Como se vê, muito pouco lisonjeiro, para mais, apregoando a cervejeira proprietária, que esta é a cerveja mais vendida no País. O que a ser verdade, não abona muito em favor do nosso paladar. Devo acrescentar que o mesmo crítico é bastante mais benévolo em relação á Tagus, e quando chega á classificação, numa escala de 1 a 10, atribui 2 à SB e 5 à Tagus.

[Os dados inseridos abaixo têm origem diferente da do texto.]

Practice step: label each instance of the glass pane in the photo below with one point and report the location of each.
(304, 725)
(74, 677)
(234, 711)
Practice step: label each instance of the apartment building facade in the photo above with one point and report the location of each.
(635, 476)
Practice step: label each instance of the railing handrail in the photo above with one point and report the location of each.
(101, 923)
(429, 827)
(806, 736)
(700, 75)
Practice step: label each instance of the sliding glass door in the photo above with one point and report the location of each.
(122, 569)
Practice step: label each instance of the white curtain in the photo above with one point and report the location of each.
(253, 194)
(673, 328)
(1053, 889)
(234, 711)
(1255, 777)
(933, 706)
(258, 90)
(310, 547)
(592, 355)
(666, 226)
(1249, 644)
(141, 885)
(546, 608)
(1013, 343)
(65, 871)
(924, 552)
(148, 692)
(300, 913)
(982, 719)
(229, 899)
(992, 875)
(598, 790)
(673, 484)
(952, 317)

Considero que na comparação com a cerveja que se faz noutros países, nomeadamente Bélgica, França,, Alemanha ou Grã-Bretanha, só para citar países europeus, ficamos realmente a perder e largamente. Não direi o mesmo em relação a Espanha, o fosso não será tão acentuado, mas até aí, parece estar-se a evoluir no bom sentido. Passo a explicar: penso que as grandes cervejeiras por cá, são como um grande eucaliptal que seca tudo á sua volta. Aparece uma pequena cervejeira e de pronto se tenta o sua sufocação, talvez graça a uma lei de mercado que não protege o pequeno produtor. Creio que o que tem tornado o mercado cervejeiro belga reputado em todo o mundo - distinção que merece inquestionavelmente - é a existência de uma quantidade enorme de micro-cervejeiras, em grande parte familiares, das quais saem produtos de qualidade extra. A França, país vinícola por excelência, mas que nem por isso menospreza o sector cervejeiro, vai pelo mesmo caminho. E a Espanha, lentamente, faz o mesmo.
Cá é o marasmo, são sempre os mesmos. Lançam-se um refrigerantes de sabores vários e apelidam-nos de cerveja (por vezes até penso que os cervejeiros lusos levam à letra aquela fábula que contam sobre o velho Pereira da Fonseca que terá dito para o filho no seu leito de morte:“Lembra-te meu filho, que até das uvas se faz vinho“). Isto é, variedades há, mas qualidade...Mudam-se as garrafas, inovam-se os rótulos - o que não está mal - e pensa-se que tudo mudou. Como diria o Giuseppe de Lampedusa “É preciso que algo mude, para que tudo fique na mesma ”. Parece-me a mim muito particularmente, é que seria na diversidade das fontes que estaria o segredo do progresso (louve-se aqui, algumas iniciativas inovadoras por parte da República da Cerveja).
Não penso no entanto que tudo esteja mal. Veja-se o caso da Sagres Bohemia que me parece ser uma cerveja ruiva muito bem concebida - é a minha cerveja nacional preferida - e equilibrada: boa espuma que se mantém razoavelmente, carbonatação no ponto certo, aroma e paladar agradáveis e que aguentam bem algum excesso de refrigeração com que por vezes é tirada, no caso de ser cerveja de barril. Uma cerveja que demonstra que por cá também se conseguem artigos de bom nível.


**********



- Quando referia o chauvinismo francês, lembrei-me que por França, em qualquer bar ou restaurante em que se entre e se peça cerveja a copo, há sempre duas ou três marcas - principalmente da Kronenbourg -, mais uma Grimbergen ou outra belga qualquer em alternativa. Por cá, quem quer uma “imperial”, não sei se encontrará local onde a SB e a Sagres coabitem. Cerveja estrangeira de barril então, é como procurar agulha num palheiro. São os tais proteccionismos que se não entendem e que só resultam em acomodações pouco recomendaveis e com as quais o consumidor nada beneficia.